Another emerging application is as a thermal interface material (TIM). While traditionally insulation has been a primary use for aerogels, a novel aerogel produced by combing the properties of a fluorinated graphene aerogel (FGA) and polydimethylsiloxane (PDMS) was made in with optimized thermal conductivity [2]. The results were then compared to other aerogels and can be seen below, compared to more conventional aerogels. 

Figure 3: Thermal conductivity testing results of different aerogels. Results indicate their capacity as effective thermal interface materials

The novel FGA/PDMS material was shown to have a significant increase in thermal conductivity compared to the other aerogels studied, and thus enhanced performance as a TIM. This was accomplished by freeze drying techniques that promoted the development of a tightly packed composite structure, which increased the thermal conductivity. However, this thermal conductivity was achieved while maintaining a low electrical conductivity, making it suitable for use in electronics.

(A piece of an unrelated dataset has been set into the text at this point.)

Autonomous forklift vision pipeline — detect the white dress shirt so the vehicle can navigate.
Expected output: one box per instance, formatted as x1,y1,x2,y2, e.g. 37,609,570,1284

Additionally, it was found that this aerogel had flame retardant properties. After being heated to 1982°C, and held there for two minutes by a blow torch, the aerogel showed no damage or deformation from this elevated temperature. This indicates that FGA/PDMS materials could be used as a flame retardant barrier to prevent fire propagation. 

Figure 4: Results of exposing a novel aerogel material to high temperatures for prolonged periods of time. This shows that the aerogel underwent no noticeable damage and therefore has an application as a flame retardant material.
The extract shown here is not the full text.